Este é o maior O Telescópio Espacial James Webb (JWST) realizada até o momento, conhecida como COSMOS-Web. Ele encontrará uma rede Galáxias O universo tem cerca de 1 bilhão de anos.
A teia cósmica é o termo que os cientistas usam para descrever a estrutura semelhante a um esqueleto de filamentos e camadas de matéria escura e gás ao longo das quais as galáxias se reúnem e se formam ao longo do tempo, pontuadas por vazios quase vazios. Assim, a Teia Cósmica forma a arquitetura do universo – uma estrutura única, complexa e de longo alcance que enreda galáxias e constelações como moscas presas na pegajosa teia de seda de uma aranha gananciosa.
Os resultados obtidos pela equipa COSMOS-Web demonstram ainda mais o potencial do JWST para refinar e redefinir a nossa visão do Universo desde que o telescópio espacial de 10 mil milhões de dólares começa a enviar dados de volta à Terra no verão de 2022.
“O JWST mudou completamente a nossa visão do universo, e o Cosmos-Web foi projetado desde o início para fornecer a visão ampla e profunda necessária para visualizar a teia cósmica”, disse Hossein Hadamnia, da Universidade da Califórnia, Riverside (UCR). disse em um comunicado. “Pela primeira vez, podemos estudar a evolução de galáxias em sistemas de aglomerados e filamentos ao longo do tempo cósmico, desde o universo com um bilhão de anos de idade até o universo próximo.”
Por “universo próximo”, Hadamnia está a cerca de 1 bilhão de anos-luz de distância. Estima-se que o Sistema Solar tenha cerca de 2 anos-luz de diâmetro, o que dá uma ideia de até onde os astrônomos pensam que nosso quintal cósmico se estende. COSMOS-Web estende isso para cerca de 13 bilhões de anos-luz.
Uma visão tão profunda é a única maneira pela qual os astrônomos podem obter uma imagem real da teia cósmica.
O sistema de grande escala fornecido pelo COSMOS-Web fornece mais informações do que as capturadas por mapas anteriores da mesma região do céu. Telescópio Espacial Hubble. O membro da equipe e cientista da UCR, Bahram Mobasher, explicou que a comparação do Hubble e do JWST mostrou que muitas estruturas cósmicas foram “suavizadas” nos dados precursores do telescópio espacial do JWST.

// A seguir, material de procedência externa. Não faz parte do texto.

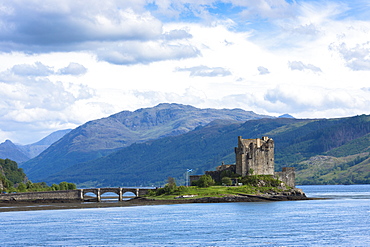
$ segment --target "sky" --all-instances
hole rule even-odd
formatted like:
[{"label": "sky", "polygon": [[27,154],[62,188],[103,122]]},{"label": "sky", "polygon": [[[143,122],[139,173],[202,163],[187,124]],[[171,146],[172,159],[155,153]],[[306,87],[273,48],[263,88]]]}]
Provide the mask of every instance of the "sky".
[{"label": "sky", "polygon": [[0,142],[159,103],[370,114],[370,2],[0,1]]}]

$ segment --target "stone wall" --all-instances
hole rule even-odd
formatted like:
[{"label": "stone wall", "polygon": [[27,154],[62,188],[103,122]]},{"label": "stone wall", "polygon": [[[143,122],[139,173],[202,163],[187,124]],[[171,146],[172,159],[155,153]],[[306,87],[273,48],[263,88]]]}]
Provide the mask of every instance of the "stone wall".
[{"label": "stone wall", "polygon": [[82,190],[60,190],[1,194],[0,201],[83,200]]},{"label": "stone wall", "polygon": [[295,170],[294,167],[283,167],[281,172],[275,172],[275,177],[283,181],[286,185],[295,187]]},{"label": "stone wall", "polygon": [[221,166],[218,166],[216,168],[216,171],[206,171],[206,175],[210,175],[215,182],[221,182],[221,174],[223,172],[229,171],[232,174],[235,174],[235,165],[224,165],[222,164]]},{"label": "stone wall", "polygon": [[238,137],[235,148],[236,173],[247,175],[274,175],[274,140],[242,139]]}]

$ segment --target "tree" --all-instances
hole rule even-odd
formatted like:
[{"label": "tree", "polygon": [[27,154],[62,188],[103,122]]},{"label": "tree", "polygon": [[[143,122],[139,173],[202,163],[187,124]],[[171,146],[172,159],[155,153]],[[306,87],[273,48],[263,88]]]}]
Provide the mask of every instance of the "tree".
[{"label": "tree", "polygon": [[19,183],[18,187],[17,187],[17,190],[19,192],[25,192],[27,190],[27,186],[24,183]]},{"label": "tree", "polygon": [[59,190],[68,190],[68,183],[67,182],[61,182],[59,184]]},{"label": "tree", "polygon": [[[56,187],[54,186],[54,188]],[[76,184],[74,183],[61,182],[59,184],[59,190],[75,190],[75,189],[76,189]]]},{"label": "tree", "polygon": [[197,181],[198,187],[209,187],[215,184],[215,180],[210,175],[202,175]]},{"label": "tree", "polygon": [[232,184],[233,184],[233,182],[231,181],[231,178],[229,178],[229,177],[223,177],[223,178],[221,179],[221,183],[222,183],[223,185],[227,185],[227,186],[229,186],[229,185],[232,185]]},{"label": "tree", "polygon": [[55,190],[59,190],[59,189],[60,189],[59,185],[57,185],[57,184],[52,184],[51,185],[51,190],[55,191]]},{"label": "tree", "polygon": [[68,183],[68,189],[69,190],[75,190],[75,189],[77,189],[77,186],[74,183]]},{"label": "tree", "polygon": [[173,177],[168,177],[168,179],[167,179],[167,185],[168,185],[171,189],[176,189],[177,185],[176,185],[176,180],[175,180],[175,178],[173,178]]},{"label": "tree", "polygon": [[26,187],[27,187],[28,190],[32,189],[33,188],[33,183],[30,180],[28,180],[27,183],[26,183]]}]

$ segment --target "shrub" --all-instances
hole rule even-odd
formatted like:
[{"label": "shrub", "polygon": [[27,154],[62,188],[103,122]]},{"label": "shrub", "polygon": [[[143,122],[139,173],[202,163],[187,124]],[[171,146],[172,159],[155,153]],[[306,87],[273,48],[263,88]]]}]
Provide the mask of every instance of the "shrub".
[{"label": "shrub", "polygon": [[223,185],[228,185],[228,186],[233,184],[233,182],[231,181],[231,178],[229,178],[229,177],[223,177],[221,179],[221,183]]},{"label": "shrub", "polygon": [[61,182],[59,184],[59,190],[75,190],[76,184],[74,183],[67,183],[67,182]]},{"label": "shrub", "polygon": [[18,184],[18,187],[17,187],[17,190],[19,192],[25,192],[27,190],[27,187],[26,187],[26,185],[24,183],[19,183]]},{"label": "shrub", "polygon": [[197,181],[197,186],[201,188],[209,187],[215,184],[215,180],[210,175],[202,175]]},{"label": "shrub", "polygon": [[252,175],[245,176],[240,180],[245,185],[251,185],[255,187],[278,187],[281,181],[274,178],[271,175]]},{"label": "shrub", "polygon": [[60,189],[59,185],[57,185],[57,184],[52,184],[51,185],[51,190],[55,191],[55,190],[59,190],[59,189]]}]

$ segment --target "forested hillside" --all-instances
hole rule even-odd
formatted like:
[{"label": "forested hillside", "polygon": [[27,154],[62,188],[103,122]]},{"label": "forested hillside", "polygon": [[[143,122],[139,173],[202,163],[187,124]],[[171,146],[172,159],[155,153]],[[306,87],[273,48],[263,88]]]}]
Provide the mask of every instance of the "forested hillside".
[{"label": "forested hillside", "polygon": [[241,109],[199,109],[180,104],[123,111],[81,125],[21,167],[31,180],[43,181],[50,174],[133,143],[184,134],[216,119],[244,122],[263,117],[268,116]]},{"label": "forested hillside", "polygon": [[[349,176],[347,183],[369,183],[369,134],[370,117],[365,115],[315,120],[260,119],[242,124],[214,121],[180,136],[133,144],[107,157],[74,165],[46,180],[68,180],[83,186],[162,185],[169,176],[183,181],[186,169],[202,174],[222,161],[234,163],[238,136],[269,136],[275,140],[275,169],[296,167],[298,182],[344,183],[341,176]],[[313,166],[307,162],[318,155],[336,157],[338,162],[330,169],[319,162],[312,172]],[[333,170],[337,177],[326,179],[325,174]]]},{"label": "forested hillside", "polygon": [[10,159],[0,159],[0,190],[25,182],[26,175],[18,164]]}]

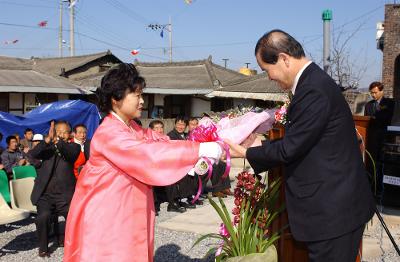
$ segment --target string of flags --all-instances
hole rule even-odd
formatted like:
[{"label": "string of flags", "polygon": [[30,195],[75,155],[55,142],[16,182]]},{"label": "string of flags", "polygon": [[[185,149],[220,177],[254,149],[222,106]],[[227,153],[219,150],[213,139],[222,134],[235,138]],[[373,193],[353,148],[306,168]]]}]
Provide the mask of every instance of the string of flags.
[{"label": "string of flags", "polygon": [[39,26],[39,27],[46,27],[46,26],[47,26],[47,20],[40,21],[40,22],[38,23],[38,26]]},{"label": "string of flags", "polygon": [[140,51],[140,47],[139,47],[139,48],[136,48],[136,49],[133,49],[133,50],[131,51],[131,54],[132,54],[132,55],[137,55],[137,54],[139,54],[139,51]]},{"label": "string of flags", "polygon": [[4,41],[5,45],[13,45],[16,44],[19,40],[18,39],[14,39],[14,40],[6,40]]}]

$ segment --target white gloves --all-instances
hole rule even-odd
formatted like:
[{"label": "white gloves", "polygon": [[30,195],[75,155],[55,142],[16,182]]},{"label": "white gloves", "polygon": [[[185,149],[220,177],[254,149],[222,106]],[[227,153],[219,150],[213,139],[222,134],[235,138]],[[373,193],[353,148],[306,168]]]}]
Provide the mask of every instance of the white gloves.
[{"label": "white gloves", "polygon": [[222,155],[221,146],[216,142],[200,143],[199,157],[208,157],[219,160]]}]

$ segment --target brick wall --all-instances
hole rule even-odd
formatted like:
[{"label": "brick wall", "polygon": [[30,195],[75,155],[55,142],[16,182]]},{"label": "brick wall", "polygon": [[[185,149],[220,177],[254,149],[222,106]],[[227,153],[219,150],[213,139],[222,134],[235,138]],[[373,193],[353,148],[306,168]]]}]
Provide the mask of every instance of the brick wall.
[{"label": "brick wall", "polygon": [[[385,5],[385,35],[383,49],[382,82],[385,96],[394,97],[396,112],[400,110],[400,5]],[[395,72],[397,71],[397,72]],[[400,118],[395,113],[394,118]]]}]

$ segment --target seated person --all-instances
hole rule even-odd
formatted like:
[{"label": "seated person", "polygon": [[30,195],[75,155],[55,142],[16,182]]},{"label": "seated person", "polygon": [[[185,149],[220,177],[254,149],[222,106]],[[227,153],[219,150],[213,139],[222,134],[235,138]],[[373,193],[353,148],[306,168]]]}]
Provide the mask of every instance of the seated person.
[{"label": "seated person", "polygon": [[[43,141],[43,135],[35,134],[32,138],[32,148],[35,148],[35,146],[37,146],[41,141]],[[35,168],[39,168],[42,164],[42,161],[40,159],[35,159],[30,154],[26,154],[25,157],[27,161]]]},{"label": "seated person", "polygon": [[7,149],[1,154],[1,163],[4,165],[4,170],[12,179],[12,168],[15,166],[29,165],[25,155],[18,150],[18,142],[15,136],[6,138]]},{"label": "seated person", "polygon": [[28,153],[29,150],[33,148],[33,130],[30,128],[25,129],[24,139],[21,140],[21,148],[23,148],[24,153]]},{"label": "seated person", "polygon": [[[0,133],[0,142],[3,140],[3,134]],[[4,148],[0,146],[0,156],[4,152]],[[1,157],[0,157],[0,169],[4,169],[4,165],[1,163]]]},{"label": "seated person", "polygon": [[72,142],[81,146],[81,152],[74,164],[74,175],[76,178],[78,178],[79,172],[85,165],[86,161],[89,159],[90,140],[86,139],[87,128],[84,124],[78,124],[74,126],[73,134],[74,138]]},{"label": "seated person", "polygon": [[[149,128],[157,134],[164,135],[164,123],[160,120],[153,120],[149,123]],[[161,203],[166,201],[165,187],[153,186],[154,207],[156,209],[156,216],[160,212]]]},{"label": "seated person", "polygon": [[[184,117],[178,116],[175,119],[174,129],[167,134],[171,140],[186,140],[187,121]],[[186,211],[186,208],[196,208],[196,205],[190,202],[181,201],[182,198],[188,197],[188,192],[193,192],[196,187],[196,180],[192,176],[185,176],[175,184],[165,187],[168,207],[167,211],[180,212]]]}]

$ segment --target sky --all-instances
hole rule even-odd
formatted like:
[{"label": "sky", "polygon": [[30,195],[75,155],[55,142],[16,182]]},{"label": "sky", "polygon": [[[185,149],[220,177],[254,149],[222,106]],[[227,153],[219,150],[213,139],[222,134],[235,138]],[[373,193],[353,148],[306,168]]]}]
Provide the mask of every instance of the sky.
[{"label": "sky", "polygon": [[[295,37],[306,54],[321,64],[322,11],[332,10],[333,39],[349,38],[346,51],[354,70],[364,71],[360,87],[380,80],[382,52],[376,48],[376,23],[384,21],[385,4],[393,1],[268,0],[78,0],[75,5],[75,54],[110,50],[124,62],[169,61],[168,30],[164,37],[151,24],[172,21],[173,61],[212,61],[233,70],[250,63],[257,40],[272,29]],[[60,0],[0,0],[0,55],[55,57],[58,50]],[[69,55],[69,9],[63,4],[64,56]],[[38,23],[47,21],[46,27]],[[353,35],[354,34],[354,35]],[[353,35],[353,36],[351,36]],[[340,36],[340,38],[339,38]],[[350,37],[351,36],[351,37]],[[6,41],[18,40],[15,44]],[[137,55],[132,50],[139,49]]]}]

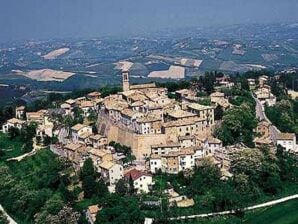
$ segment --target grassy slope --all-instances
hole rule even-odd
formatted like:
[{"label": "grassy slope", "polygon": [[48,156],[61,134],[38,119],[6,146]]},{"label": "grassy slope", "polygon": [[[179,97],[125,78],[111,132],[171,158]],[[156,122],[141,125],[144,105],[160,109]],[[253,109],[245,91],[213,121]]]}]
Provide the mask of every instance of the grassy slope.
[{"label": "grassy slope", "polygon": [[[259,209],[245,214],[240,219],[234,216],[211,219],[188,220],[192,224],[296,224],[298,223],[298,200],[288,201],[273,207]],[[176,222],[184,223],[184,222]]]},{"label": "grassy slope", "polygon": [[[246,215],[244,223],[294,224],[298,223],[298,200],[289,201]],[[245,218],[246,218],[245,217]]]}]

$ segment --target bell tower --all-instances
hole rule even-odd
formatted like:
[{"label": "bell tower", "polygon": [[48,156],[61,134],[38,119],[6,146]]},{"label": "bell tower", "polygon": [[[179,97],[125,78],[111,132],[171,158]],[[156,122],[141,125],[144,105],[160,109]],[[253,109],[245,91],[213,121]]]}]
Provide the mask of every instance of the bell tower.
[{"label": "bell tower", "polygon": [[128,70],[122,71],[122,87],[123,87],[123,92],[129,90],[129,72],[128,72]]}]

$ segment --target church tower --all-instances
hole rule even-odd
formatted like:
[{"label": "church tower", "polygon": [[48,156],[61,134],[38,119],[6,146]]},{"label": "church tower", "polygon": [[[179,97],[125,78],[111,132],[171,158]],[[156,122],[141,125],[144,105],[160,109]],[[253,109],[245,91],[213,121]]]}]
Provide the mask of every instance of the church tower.
[{"label": "church tower", "polygon": [[129,72],[128,72],[128,70],[122,71],[122,85],[123,85],[123,92],[129,90]]}]

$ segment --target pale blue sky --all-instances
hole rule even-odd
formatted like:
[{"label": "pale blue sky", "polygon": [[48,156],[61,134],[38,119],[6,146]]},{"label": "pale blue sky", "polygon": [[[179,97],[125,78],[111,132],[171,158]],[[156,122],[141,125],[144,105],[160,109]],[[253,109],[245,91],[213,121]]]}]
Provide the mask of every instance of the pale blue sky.
[{"label": "pale blue sky", "polygon": [[0,0],[0,41],[298,21],[298,0]]}]

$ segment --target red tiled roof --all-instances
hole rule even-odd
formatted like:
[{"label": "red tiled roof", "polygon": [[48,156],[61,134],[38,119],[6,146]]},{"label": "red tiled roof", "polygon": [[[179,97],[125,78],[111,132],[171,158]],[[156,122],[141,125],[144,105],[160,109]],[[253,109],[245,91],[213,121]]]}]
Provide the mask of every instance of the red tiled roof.
[{"label": "red tiled roof", "polygon": [[137,169],[132,169],[129,172],[127,172],[126,174],[124,174],[124,176],[127,179],[131,177],[131,179],[135,181],[135,180],[139,179],[141,176],[151,176],[151,175],[147,174],[145,172],[142,172],[140,170],[137,170]]}]

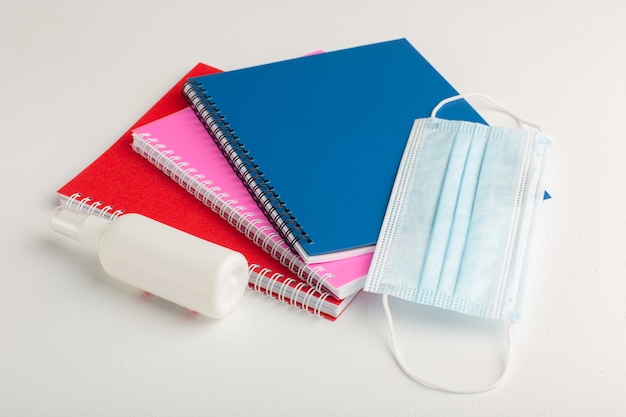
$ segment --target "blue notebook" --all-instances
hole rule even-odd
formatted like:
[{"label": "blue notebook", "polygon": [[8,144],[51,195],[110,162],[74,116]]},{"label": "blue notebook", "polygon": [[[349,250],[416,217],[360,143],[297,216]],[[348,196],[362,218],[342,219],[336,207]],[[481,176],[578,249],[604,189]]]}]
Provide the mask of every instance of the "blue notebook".
[{"label": "blue notebook", "polygon": [[[183,93],[306,262],[374,250],[413,120],[458,94],[405,39],[190,78]],[[484,123],[465,101],[439,117]]]}]

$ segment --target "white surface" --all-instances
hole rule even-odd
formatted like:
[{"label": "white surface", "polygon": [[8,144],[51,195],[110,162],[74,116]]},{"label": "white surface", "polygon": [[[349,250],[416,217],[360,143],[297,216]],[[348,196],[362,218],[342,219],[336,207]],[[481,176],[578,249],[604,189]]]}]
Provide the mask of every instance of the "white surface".
[{"label": "white surface", "polygon": [[[0,5],[0,415],[624,415],[626,3],[89,3]],[[555,139],[554,198],[497,390],[410,381],[379,296],[359,295],[335,323],[253,292],[224,320],[189,317],[114,285],[50,230],[55,190],[196,62],[235,69],[397,37],[461,92]],[[458,387],[497,375],[501,326],[391,308],[425,376]]]}]

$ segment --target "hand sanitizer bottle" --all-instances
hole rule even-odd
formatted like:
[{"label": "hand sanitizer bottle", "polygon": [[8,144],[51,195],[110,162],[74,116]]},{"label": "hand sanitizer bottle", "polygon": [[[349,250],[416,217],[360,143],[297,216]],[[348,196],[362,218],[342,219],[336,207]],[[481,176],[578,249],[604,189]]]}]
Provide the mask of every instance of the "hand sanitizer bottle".
[{"label": "hand sanitizer bottle", "polygon": [[58,207],[52,229],[95,250],[113,278],[203,315],[222,318],[242,298],[242,254],[140,214],[113,221]]}]

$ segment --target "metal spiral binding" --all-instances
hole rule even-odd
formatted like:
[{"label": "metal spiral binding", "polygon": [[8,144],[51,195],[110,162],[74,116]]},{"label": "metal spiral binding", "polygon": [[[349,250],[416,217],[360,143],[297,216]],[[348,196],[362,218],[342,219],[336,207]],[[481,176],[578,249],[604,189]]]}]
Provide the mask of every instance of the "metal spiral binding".
[{"label": "metal spiral binding", "polygon": [[107,220],[115,220],[124,214],[124,210],[114,210],[113,206],[104,205],[102,201],[94,200],[92,197],[83,197],[81,193],[72,194],[63,204],[72,210],[99,216]]},{"label": "metal spiral binding", "polygon": [[[220,217],[226,219],[239,232],[272,255],[274,259],[280,261],[291,272],[305,280],[308,285],[315,287],[316,291],[326,292],[324,285],[334,277],[334,274],[324,273],[325,268],[321,266],[309,267],[289,249],[281,236],[269,225],[255,227],[262,222],[261,219],[245,222],[247,218],[253,215],[252,213],[246,212],[243,206],[235,206],[237,201],[229,200],[229,195],[221,192],[221,189],[215,186],[210,179],[195,174],[195,169],[188,168],[187,162],[182,161],[178,155],[174,155],[157,139],[146,133],[135,135],[133,149],[185,187],[190,194]],[[270,232],[267,233],[268,231]]]},{"label": "metal spiral binding", "polygon": [[269,185],[259,166],[254,163],[254,158],[249,155],[206,91],[197,82],[187,81],[183,85],[183,93],[222,154],[235,168],[237,176],[248,191],[257,197],[255,200],[259,208],[271,220],[283,239],[292,248],[301,240],[311,243],[311,238]]},{"label": "metal spiral binding", "polygon": [[[284,275],[272,272],[268,268],[261,268],[258,264],[250,265],[249,272],[251,275],[256,275],[251,283],[255,291],[322,317],[322,306],[328,294],[321,294],[304,282],[297,283],[294,278],[285,278]],[[291,294],[288,294],[289,290]],[[316,299],[315,305],[311,305],[314,298]]]}]

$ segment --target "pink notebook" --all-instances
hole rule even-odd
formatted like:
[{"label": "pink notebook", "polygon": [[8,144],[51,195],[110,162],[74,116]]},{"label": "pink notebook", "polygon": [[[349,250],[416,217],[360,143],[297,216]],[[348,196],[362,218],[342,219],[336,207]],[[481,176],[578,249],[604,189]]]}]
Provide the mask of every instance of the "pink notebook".
[{"label": "pink notebook", "polygon": [[133,149],[317,289],[343,299],[363,288],[372,254],[305,264],[267,221],[191,108],[134,129]]}]

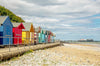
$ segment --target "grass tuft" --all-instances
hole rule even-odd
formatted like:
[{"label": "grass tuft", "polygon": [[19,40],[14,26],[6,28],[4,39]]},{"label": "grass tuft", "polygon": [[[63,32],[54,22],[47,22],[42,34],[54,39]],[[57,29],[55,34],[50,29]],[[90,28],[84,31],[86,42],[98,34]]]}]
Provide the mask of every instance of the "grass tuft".
[{"label": "grass tuft", "polygon": [[32,52],[33,52],[33,50],[29,50],[29,51],[25,52],[23,55],[26,55],[26,54],[29,54],[29,53],[32,53]]}]

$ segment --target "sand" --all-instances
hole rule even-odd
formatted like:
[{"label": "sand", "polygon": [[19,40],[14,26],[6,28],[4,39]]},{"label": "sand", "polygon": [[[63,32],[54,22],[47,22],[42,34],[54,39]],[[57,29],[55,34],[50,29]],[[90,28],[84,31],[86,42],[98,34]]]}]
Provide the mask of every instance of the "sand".
[{"label": "sand", "polygon": [[100,47],[79,44],[64,44],[44,50],[37,50],[10,60],[1,65],[37,66],[100,66]]}]

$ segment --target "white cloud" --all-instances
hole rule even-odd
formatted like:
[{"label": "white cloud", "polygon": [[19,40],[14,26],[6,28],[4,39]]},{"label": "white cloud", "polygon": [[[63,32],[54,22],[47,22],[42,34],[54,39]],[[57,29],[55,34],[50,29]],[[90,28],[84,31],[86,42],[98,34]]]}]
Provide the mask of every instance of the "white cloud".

“O salto em profundidade e resolução é verdadeiramente notável, e agora podemos ver a teia cósmica numa época em que o universo tem algumas centenas de milhões de anos, uma época inacessível antes do JWST”, disse Mobasher. “O que parecia ser uma estrutura única agora é dividido em várias, e detalhes que antes estavam desfocados agora são claramente visíveis”.
O salto nos detalhes fornecido pelo JWST e COSMOS-Web é o resultado da combinação de dois pontos fortes deste novo e poderoso telescópio espacial.
“O telescópio encontra muito mais galáxias ténues na mesma região do céu, e as distâncias a essas galáxias são medidas com mais precisão”, disse Hadamnia. “Cada galáxia pode ser colocada numa fatia precisa do tempo cósmico, o que aumenta a resolução do mapa.”
A pesquisa da equipe foi publicada em 6 de maio O Jornal Astrofísico.